ApoE isoforms and carboxyl-terminal truncated apoE4 forms affect neuronal BACE1 levels and Aβ production independently of their cholesterol efflux capacity.

The beta-site amyloid precursor protein-cleaving enzyme 1 (BACE1) initiates the production of amyloid-beta peptide (A beta), which is central to the pathogenesis of Alzheimer's disease (AD). Changes in brain cholesterol homeostasis have been suggested to affect A beta metabolism. Cholesterol homeostasis is maintained in the brain by apolipoprotein E (apoE). The apoE4 isoform constitutes the major risk factor for AD. Here, we investigated the effect of apoE forms on A beta generation and on BACE1 levels. We also examined the potential involvement in these processes of cholesterol transporters ABCG1 and ABCG4 or the lipoprotein receptor SR-BI, which are implicated in cholesterol efflux to apoE. It was found that reconstituted lipoprotein-associated apoE isoforms promoted the increase of A5 production and oligomerization and of BACE1 levels in human neuroblastoma SK-NSH cells, with an apoE4 >= apoE3 > apoE2 potency rank order. Progressive carboxyl-terminal apoE4 deletions between residues 230-299 decreased the protein's ability to increase BACE1, while further truncations up to residue 166 prevented apoE4 from increasing BACE1 and A beta levels in SK-N-SH and primary mouse neuronal cells.
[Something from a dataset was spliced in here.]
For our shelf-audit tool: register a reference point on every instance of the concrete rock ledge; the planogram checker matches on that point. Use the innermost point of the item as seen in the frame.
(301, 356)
ABCG1, but not ABCG4 or SR-BI, moderately increased A beta production and BACE1 levels in SK-NSH cells. All apoE forms affected A beta production/oligomerization and BACE1 levels in a pattern that did not follow that of their capacity to promote ABCG1, ABCG4 or SR-BImediated cholesterol efflux. Overall, our data indicate that apoE-containing lipoprotein particles can have a direct effect on BACE1 levels and A beta secretion and possibly contribute to AD pathogenetic processes, independently of their capacity to promote cholesterol efflux.